現金十分緊張,當局為了防止通貨膨脹,對銀行嚴加控製,在流通中凍結了大量的現金,這給盛田昭夫他們造成了不少的麻煩。個人和公司從銀行中提取現金都有一定的額度。這也正是他們不得不動員每個人都來生產電熱毯的初衷,想通過直接銷售來多搞點現金。

井深大下決心要生產一種全新的產品,不再是對戰前市場上已有的產品加以改造,而是在日本前所未有的,也就是鋼絲錄音機。他們已經見過德國生產的鋼絲錄音機的樣機,日本的東北大學為了這種機器正在研究一種特殊的鋼絲。研究者們在他們的實驗室裏已經為磁性鋼材的開發生產奠定了基礎。

井深大打聽到住友金屬公司可以生產他們公司所需要的鋼絲,這是一種直徑精確度達到1/10毫米的鋼絲,不容易製造。井深大去了一趟大阪,與住友公司商談為新型錄音機生產鋼絲的事,但他們對他的訂貨不感興趣。

井深大的一個朋友叫島茂雄,他負責日本廣播協會的戰後重建工程,島茂雄一直推薦讓井深大接這個合同。

日本廣播協會的總部離東京市區的麥克阿瑟將軍司令部隻有500米遠,當井深大他們製造的那台設備交到日本廣播協會總部時,每個人都為它的質量感到驚訝,特別是那個原來持懷疑態度的準將,他弄不懂為什麼一個不知名的小廠能在臨時工棚中造出這樣的高技術產品。大家都來表示祝賀,人人臉上都露出了微笑,將軍也非常高興。

這期間,井深大在廣播協會總部的一個辦公室裏發現了一台美國製造的威爾考克牌磁帶錄音機,這是他見到的第一台磁帶錄音機。
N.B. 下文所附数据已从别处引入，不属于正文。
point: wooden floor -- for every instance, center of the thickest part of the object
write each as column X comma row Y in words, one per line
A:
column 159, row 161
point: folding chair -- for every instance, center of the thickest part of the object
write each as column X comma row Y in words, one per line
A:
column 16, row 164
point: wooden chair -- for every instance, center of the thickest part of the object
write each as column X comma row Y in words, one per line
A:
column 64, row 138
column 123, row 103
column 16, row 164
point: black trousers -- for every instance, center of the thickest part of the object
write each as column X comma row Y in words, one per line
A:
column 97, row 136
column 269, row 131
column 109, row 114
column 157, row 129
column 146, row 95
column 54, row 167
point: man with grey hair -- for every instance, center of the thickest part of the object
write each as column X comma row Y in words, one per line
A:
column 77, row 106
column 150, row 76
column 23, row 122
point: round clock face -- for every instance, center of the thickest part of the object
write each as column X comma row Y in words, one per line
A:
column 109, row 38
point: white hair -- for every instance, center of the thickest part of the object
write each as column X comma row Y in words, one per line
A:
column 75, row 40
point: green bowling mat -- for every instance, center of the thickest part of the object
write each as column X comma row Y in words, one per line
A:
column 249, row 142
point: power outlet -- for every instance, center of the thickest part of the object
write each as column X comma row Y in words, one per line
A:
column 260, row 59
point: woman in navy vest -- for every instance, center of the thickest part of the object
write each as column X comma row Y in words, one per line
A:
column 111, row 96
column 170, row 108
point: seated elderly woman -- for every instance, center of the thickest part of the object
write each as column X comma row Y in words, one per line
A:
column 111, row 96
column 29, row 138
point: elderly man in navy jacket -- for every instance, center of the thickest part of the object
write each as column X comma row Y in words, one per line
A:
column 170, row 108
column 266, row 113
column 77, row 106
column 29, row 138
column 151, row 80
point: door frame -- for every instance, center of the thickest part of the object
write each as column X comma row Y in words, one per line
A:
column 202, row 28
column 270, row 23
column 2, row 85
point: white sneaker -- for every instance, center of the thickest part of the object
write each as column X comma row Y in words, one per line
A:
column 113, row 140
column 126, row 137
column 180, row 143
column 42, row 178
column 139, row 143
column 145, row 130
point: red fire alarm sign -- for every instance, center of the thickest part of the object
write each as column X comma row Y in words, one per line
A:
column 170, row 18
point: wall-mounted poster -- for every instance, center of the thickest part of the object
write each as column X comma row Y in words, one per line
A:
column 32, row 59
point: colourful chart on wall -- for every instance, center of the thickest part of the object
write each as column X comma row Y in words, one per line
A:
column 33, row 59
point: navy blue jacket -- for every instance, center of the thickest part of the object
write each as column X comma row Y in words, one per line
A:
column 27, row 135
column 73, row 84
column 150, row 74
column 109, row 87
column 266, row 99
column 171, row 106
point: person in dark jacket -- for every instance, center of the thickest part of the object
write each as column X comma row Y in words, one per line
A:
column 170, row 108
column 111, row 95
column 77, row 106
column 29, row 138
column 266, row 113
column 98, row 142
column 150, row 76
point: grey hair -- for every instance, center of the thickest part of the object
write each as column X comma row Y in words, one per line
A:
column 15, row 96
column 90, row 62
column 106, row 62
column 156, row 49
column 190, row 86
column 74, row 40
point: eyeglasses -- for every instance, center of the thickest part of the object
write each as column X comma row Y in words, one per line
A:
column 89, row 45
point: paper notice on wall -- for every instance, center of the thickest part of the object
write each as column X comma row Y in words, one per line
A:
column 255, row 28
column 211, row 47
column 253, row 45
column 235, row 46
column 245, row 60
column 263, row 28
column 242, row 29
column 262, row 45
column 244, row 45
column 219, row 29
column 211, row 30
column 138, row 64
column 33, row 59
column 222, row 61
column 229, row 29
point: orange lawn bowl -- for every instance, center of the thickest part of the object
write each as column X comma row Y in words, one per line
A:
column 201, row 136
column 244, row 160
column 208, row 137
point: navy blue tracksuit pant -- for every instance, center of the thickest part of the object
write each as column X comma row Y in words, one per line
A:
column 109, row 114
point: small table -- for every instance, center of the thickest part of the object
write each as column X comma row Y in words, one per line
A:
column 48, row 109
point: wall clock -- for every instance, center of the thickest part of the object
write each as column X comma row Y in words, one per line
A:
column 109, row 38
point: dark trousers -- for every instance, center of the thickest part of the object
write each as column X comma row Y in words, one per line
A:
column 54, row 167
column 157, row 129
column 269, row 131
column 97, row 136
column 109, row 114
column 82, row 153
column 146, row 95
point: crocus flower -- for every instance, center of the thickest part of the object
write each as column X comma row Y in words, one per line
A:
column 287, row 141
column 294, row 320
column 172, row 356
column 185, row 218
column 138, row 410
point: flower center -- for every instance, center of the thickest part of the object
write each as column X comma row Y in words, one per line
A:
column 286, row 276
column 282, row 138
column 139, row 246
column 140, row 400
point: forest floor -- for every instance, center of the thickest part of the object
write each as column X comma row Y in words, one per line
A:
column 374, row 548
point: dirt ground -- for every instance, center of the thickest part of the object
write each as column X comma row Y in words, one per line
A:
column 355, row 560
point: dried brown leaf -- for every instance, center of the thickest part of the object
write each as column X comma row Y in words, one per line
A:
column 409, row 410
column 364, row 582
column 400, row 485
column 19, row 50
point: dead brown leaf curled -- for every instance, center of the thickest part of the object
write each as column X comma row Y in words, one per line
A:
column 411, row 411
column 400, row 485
簡要地查看了一番後,他作出了一個決定。他曾試圖製造的鋼絲錄音機不能與這種錄音機相比。鋼絲錄音機有著明顯的缺點,盡管其設想不錯。

但是哪怕隻要看一眼新的錄音機,就會知道磁帶要容易擺弄多了。磁帶不像鋼絲,它可以方便地剪接,所以修改部分可以單獨錄製,再插入到任何需要的地方。在一個較小的卷繞盤上就可以儲存大量的磁帶。最大的優點是磁帶錄音的保真度比鋼絲好得多。

磁帶錄音是德國人發明的。事實上,戰爭中德國人曾經用磁帶錄製了很多宣傳節目,一個小時接一個小時地播放。
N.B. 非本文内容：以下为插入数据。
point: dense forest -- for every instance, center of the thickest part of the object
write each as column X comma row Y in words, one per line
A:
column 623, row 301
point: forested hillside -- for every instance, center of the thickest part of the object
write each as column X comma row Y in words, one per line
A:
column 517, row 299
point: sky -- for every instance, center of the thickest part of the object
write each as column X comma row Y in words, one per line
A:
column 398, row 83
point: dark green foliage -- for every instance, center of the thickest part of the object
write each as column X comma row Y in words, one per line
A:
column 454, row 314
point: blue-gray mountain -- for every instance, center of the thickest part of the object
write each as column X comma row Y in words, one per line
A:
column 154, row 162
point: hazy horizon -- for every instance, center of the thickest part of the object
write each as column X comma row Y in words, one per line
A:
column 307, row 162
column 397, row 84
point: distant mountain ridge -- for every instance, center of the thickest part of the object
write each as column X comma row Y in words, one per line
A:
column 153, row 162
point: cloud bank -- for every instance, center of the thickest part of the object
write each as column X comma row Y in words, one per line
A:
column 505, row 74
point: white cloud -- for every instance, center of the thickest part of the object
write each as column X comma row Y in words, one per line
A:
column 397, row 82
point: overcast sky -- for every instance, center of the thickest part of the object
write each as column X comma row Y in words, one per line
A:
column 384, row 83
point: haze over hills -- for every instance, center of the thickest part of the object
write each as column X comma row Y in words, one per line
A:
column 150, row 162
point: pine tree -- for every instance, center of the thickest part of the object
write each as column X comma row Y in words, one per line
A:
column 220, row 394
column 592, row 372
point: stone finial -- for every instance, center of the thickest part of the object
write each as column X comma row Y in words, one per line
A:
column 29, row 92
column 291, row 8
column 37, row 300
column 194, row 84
安培克斯公司是美國戰後最早投入這個行業中生產硬件的幾家公司之一,而主要的磁帶生產廠家則是明索托礦業和製造公司,現在改稱3M公司。這項技術在不斷地成長和改進。井深大現在正是要自己的公司來生產這種機器,而不再是鋼絲錄音機了。

在此以前,井深大談到過可能製造的產品已經太多,以至於同事們,特別是會計,都有點不耐煩了。井深大自己也明白,他的信用越來越成問題了。他下決心要為日本造出新的磁帶錄音機,他必須使我們的同事們和那位手頭很緊的審計員相信這個主意是可行的。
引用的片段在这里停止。